3Og han sendte sine tjenere ut for å be de innbudne komme til bryllupet; men de vilde ikke komme.
4Wederom zond hij andere dienstknechten uit, zeggende: Zegt den genoden: Ziet, ik heb mijn middagmaal bereid; mijn ossen, en de gemeste beesten zijn geslacht, en alle dingen zijn gereed; komt tot de bruiloft.
4Atter sendte han andre tjenere ut og sa: Si til de innbudne: Se, jeg har gjort i stand mitt måltid: mine okser og mitt gjø-fe er slaktet, og alt er ferdig; kom til bryllupet!
5Maar zij, zulks niet achtende, zijn heengegaan, deze tot zijn akker, gene tot zijn koopmanschap.
5Men de brydde sig ikke om det og gikk sin vei, den ene til sin aker, den annen til sitt kjøbmannskap;
6En de anderen grepen zijn dienstknechten, deden hun smaadheid aan, en doodden hen.
6og de andre tok fatt på hans tjenere, hånte dem og slo dem ihjel.
7Als nu de koning dat hoorde, werd hij toornig, en zijn krijgsheiren zendende, heeft die doodslagers vernield, en hun stad in brand gestoken.
7Men kongen blev harm, og sendte sine krigshærer ut og drepte disse manndrapere og satte ild på deres by.
8Toen zeide hij tot zijn dienstknechten: De bruiloft is wel bereid, doch de genoden waren het niet waardig.
8Derefter sier han til sine tjenere: Bryllupet er vel ferdig, men de innbudne var det ikke verd;
9Daarom gaat op de uitgangen der wegen, en zovelen als gij er zult vinden, roept ze tot de bruiloft.
9gå derfor ut på veiskjellene og be til bryllups så mange I finner!
10En dezelve dienstknechten, uitgaande op de wegen, vergaderden allen, die zij vonden, beiden kwaden en goeden; en de bruiloft werd vervuld met aanzittende gasten.
10Så gikk da disse tjenere ut på veiene og fikk sammen alle dem de fant, både onde og gode, og bryllupshuset blev fullt av gjester.
11En als de koning ingegaan was, om de aanzittende gasten te overzien, zag hij aldaar een mens, niet gekleed zijnde met een bruiloftskleed;
11Da nu kongen gikk inn for å se på dem som satt til bords, så han der en mann som ikke hadde bryllupsklædning på.
12En zeide tot hem: Vriend! hoe zijt gij hier ingekomen, geen bruiloftskleed aan hebbende?
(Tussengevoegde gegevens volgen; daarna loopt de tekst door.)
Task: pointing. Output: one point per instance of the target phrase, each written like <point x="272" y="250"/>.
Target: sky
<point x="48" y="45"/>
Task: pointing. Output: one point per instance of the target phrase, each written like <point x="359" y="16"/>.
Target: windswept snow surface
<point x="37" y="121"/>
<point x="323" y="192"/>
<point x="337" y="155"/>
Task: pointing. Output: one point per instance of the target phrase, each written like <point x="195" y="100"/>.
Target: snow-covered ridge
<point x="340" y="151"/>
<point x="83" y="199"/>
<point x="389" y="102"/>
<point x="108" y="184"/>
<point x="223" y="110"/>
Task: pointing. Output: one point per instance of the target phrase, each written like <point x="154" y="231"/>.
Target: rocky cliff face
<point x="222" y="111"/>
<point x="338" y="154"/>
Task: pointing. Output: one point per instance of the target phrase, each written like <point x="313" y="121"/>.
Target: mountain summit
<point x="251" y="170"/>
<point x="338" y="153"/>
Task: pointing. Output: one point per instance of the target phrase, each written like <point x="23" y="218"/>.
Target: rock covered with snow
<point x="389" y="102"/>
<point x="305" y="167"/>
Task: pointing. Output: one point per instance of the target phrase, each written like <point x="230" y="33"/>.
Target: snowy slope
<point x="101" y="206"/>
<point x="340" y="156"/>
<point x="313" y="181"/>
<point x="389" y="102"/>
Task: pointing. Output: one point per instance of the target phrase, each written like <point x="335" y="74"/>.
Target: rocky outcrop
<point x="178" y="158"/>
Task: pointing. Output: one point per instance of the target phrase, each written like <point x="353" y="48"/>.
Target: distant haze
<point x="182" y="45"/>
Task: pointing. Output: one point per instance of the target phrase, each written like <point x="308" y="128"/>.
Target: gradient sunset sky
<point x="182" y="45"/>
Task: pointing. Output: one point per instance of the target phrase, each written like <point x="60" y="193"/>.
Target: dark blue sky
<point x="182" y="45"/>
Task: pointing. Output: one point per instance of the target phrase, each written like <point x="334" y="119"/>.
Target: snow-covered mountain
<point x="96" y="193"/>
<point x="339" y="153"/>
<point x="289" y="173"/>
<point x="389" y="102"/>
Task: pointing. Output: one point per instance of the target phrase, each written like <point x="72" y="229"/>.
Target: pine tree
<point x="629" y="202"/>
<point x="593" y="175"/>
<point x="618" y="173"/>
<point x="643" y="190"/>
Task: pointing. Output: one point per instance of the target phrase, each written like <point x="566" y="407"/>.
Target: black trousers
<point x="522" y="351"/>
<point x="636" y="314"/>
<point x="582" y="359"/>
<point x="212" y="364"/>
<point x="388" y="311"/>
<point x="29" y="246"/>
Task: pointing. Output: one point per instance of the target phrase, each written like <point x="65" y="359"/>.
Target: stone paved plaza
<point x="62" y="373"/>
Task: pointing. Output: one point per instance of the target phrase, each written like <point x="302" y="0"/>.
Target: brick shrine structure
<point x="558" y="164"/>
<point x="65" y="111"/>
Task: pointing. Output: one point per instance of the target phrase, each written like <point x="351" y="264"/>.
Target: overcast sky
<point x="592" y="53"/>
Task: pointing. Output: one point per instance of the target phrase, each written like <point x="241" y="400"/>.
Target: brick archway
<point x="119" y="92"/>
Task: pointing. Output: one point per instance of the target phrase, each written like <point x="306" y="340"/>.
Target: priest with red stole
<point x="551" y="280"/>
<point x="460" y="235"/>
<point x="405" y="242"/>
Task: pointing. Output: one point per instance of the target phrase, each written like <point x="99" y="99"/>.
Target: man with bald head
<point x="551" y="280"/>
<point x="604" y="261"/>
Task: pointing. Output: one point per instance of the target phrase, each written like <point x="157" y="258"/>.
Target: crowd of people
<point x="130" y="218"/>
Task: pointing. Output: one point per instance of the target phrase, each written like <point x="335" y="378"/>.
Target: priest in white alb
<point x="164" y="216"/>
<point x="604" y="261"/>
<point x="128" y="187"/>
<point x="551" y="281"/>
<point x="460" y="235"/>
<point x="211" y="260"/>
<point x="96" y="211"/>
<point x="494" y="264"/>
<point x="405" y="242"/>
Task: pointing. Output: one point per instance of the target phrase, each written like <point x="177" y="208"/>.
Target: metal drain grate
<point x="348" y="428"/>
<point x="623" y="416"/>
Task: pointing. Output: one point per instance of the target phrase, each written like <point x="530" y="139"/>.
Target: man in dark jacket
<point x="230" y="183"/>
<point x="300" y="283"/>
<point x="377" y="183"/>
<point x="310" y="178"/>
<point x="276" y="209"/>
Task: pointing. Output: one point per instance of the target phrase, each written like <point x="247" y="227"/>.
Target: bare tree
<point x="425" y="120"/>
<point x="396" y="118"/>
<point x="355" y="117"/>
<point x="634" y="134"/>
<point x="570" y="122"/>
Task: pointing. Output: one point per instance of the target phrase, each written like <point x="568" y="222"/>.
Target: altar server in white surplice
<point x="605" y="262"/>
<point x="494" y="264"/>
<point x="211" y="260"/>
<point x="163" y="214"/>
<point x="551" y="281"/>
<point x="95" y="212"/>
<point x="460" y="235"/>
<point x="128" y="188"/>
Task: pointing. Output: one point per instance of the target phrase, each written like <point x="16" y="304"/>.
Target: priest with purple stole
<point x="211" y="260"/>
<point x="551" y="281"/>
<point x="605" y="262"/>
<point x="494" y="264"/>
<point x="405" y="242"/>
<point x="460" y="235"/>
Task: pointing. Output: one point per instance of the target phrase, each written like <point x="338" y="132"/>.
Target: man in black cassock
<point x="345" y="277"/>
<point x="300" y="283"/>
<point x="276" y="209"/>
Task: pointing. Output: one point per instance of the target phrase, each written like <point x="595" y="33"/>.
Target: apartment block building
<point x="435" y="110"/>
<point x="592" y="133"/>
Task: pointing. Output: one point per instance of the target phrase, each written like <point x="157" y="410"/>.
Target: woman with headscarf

En hij verstomde.
12Og han sa til ham: Min venn! hvorledes er du kommet inn her og har ikke bryllupsklædning på! Men han tidde.
13Toen zeide de koning tot de dienaars: Bindt zijn handen en voeten, neemt hem weg, en werpt hem uit in de buitenste duisternis; daar zal zijn wening en knersing der tanden.
13Da sa kongen til tjenerne: Bind hender og føtter på ham og kast ham ut i mørket utenfor! Der skal være gråt og tenners gnidsel.
14Want velen zijn geroepen, maar weinigen uitverkoren.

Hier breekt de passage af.